It is very rare that TSX investors get opportunities to buy high-quality businesses at insanely cheap valuations. While market corrections can feel ugly, they are generally the best time to pick up stocks and improve the quality of your investment portfolio.
Put out the bucket
As the great investor Warren Buffett once said, “When it’s raining gold, reach for a bucket, not a thimble.” His point is to take advantage of fear in the market. If you have an extended time horizon, you can vastly improve returns by loading up on stocks when the market is selling them at a discount. This can be a great strategy for maximizing returns over the long term.
Reduce risk and increase returns by diversifying with a mix of TSX stocks
Another great strategy to maximize returns and minimize risk is to diversify your investment portfolio. This means having diverse exposure to stocks in different asset classes (like dividend-paying, growth, and blue-chip stocks), sectors (like finance, technology, industrials, etc.) and geography. Owning between 15 to 20 different stocks is a good target.
Often, you can find this diversification within individual stocks as well. Many top TSX stocks have operations that are global and diversified by geography and customer exposure.
These businesses can have a great natural hedge against economic volatility. If you are looking for some top TSX stocks with an international edge, here are two that look insanely cheap today.
Brookfield Asset Management: A naturally diversified TSX stock
If you want a TSX stock that is naturally diversified by sector and geography, you can’t find much better than Brookfield Asset Management (TSX:BAM.A)(NYSE:BAM). It manages over $700 billion worth of alternative assets across the world. These assets include infrastructure, renewable power, real estate, private equity, insurance, and debt investments.
The company has a great long-term track record. It has compounded distributable earnings per share by a 21% annual rate over the past five years. Its distributable earnings per share in 2021 were double what they were in 2018.
However, its stock has lagged. It has delivered only a 69% stock return in that time. Today, this TSX stock trades for only 12 times adjusted funds from operation (AFFO). That is a five-year-low valuation. Given Brookfield is growing AFFO at nearly double that rate, it looks like an attractive bargain today.
TELUS International: A steady growth tech stock
If you are looking for a combination of steady growth and value, look no further than TELUS International (TSX:TIXT)(NYSE:TIXT). It is one of the world’s leading providers of digital customer experience and IT services.
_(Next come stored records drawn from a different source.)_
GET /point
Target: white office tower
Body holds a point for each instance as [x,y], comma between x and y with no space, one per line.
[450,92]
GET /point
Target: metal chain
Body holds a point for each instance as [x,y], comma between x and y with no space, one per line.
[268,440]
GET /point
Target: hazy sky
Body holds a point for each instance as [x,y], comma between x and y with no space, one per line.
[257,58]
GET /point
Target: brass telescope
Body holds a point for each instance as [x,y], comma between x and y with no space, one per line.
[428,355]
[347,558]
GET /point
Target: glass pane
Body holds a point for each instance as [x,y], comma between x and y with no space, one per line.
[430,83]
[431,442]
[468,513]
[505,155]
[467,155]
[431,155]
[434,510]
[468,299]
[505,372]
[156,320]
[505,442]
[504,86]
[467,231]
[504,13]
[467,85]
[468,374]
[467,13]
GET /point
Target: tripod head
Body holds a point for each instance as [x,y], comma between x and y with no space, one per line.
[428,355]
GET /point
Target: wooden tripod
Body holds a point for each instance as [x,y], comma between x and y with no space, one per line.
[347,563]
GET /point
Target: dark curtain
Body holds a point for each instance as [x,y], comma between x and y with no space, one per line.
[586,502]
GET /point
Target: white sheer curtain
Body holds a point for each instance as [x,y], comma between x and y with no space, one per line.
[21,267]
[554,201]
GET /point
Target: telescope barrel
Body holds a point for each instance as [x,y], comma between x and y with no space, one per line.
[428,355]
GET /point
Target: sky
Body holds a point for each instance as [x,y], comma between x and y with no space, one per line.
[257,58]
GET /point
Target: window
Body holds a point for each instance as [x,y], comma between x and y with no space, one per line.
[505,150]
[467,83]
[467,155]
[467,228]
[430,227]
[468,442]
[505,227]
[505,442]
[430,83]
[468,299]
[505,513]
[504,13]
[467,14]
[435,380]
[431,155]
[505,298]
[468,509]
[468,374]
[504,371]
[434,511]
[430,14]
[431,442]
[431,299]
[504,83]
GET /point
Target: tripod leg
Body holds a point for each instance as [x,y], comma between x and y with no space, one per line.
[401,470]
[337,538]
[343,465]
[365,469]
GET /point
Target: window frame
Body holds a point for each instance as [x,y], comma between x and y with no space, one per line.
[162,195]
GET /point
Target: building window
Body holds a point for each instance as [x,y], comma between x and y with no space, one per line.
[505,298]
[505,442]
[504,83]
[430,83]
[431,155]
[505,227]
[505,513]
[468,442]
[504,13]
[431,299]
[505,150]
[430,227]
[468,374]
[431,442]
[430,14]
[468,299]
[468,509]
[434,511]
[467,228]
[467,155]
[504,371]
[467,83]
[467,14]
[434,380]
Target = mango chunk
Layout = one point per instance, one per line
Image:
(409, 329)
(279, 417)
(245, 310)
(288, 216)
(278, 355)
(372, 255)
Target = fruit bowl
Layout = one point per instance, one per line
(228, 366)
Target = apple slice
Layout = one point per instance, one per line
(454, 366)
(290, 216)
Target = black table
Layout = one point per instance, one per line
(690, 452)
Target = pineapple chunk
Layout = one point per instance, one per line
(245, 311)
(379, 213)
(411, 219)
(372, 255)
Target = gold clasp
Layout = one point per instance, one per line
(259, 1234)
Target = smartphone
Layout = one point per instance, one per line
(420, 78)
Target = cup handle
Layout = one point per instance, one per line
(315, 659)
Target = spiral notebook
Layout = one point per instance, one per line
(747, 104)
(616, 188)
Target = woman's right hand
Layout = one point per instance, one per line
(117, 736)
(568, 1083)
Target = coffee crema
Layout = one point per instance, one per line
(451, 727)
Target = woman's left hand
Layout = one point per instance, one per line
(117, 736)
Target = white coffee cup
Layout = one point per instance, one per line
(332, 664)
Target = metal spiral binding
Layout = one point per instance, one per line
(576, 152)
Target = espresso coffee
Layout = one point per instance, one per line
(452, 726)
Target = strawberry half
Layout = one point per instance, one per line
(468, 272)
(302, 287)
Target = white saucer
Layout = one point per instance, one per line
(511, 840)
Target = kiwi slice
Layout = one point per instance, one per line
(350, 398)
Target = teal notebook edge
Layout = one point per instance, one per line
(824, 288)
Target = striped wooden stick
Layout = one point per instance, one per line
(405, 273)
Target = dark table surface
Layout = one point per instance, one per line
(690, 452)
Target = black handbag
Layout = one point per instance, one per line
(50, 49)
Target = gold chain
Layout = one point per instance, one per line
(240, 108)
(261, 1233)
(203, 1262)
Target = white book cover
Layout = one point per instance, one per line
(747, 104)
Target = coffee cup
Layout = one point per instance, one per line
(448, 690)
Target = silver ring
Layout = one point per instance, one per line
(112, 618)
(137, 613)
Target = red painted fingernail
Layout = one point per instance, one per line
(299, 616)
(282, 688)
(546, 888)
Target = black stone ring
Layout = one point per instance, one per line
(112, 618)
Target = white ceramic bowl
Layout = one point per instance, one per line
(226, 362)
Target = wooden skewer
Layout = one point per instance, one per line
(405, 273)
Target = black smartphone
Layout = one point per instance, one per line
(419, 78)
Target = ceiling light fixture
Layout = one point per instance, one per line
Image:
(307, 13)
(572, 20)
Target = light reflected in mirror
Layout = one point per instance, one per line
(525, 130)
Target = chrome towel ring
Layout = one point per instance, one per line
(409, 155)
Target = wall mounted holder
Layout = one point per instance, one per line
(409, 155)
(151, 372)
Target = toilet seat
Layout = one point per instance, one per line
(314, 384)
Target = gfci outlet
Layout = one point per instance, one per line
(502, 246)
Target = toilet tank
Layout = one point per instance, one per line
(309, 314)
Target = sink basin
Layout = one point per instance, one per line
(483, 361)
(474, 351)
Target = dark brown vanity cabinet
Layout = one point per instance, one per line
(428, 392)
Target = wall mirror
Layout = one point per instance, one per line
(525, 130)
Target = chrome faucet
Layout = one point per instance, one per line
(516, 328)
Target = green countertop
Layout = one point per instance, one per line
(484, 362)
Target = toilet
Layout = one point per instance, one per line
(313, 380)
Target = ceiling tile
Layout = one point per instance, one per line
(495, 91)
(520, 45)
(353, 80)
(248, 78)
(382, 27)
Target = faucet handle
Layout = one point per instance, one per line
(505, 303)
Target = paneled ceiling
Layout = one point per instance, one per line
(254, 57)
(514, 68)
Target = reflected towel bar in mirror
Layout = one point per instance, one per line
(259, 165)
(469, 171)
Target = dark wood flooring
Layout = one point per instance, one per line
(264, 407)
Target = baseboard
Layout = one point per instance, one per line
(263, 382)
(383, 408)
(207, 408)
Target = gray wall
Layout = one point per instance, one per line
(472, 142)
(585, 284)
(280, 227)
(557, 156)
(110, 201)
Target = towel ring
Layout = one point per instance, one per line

TELUS International has operations and call centres across the world. Basically, it helps some of the world’s largest companies improve their customer relationships through automation, data analysis/annotation, and high-quality customer interactions. This TSX tech stock is a great way to get exposure to trends like artificial intelligence, cloud data computing, and the internet of things.
Since its initial public offering (IPO) last year, this TSX stock has pulled back 16%. It is expected to grow revenues, EBITDA, and earnings by a mid- to high teens rate this year. Despite that, it only trades with enterprise value-to-EBITDA ratio of 12.
The market seems to discount its high-quality, contracted customer base and its longer-term growth potential. For investors able to look past the short-term market volatility, they can pick up a high-quality growth stock at an attractive discount now.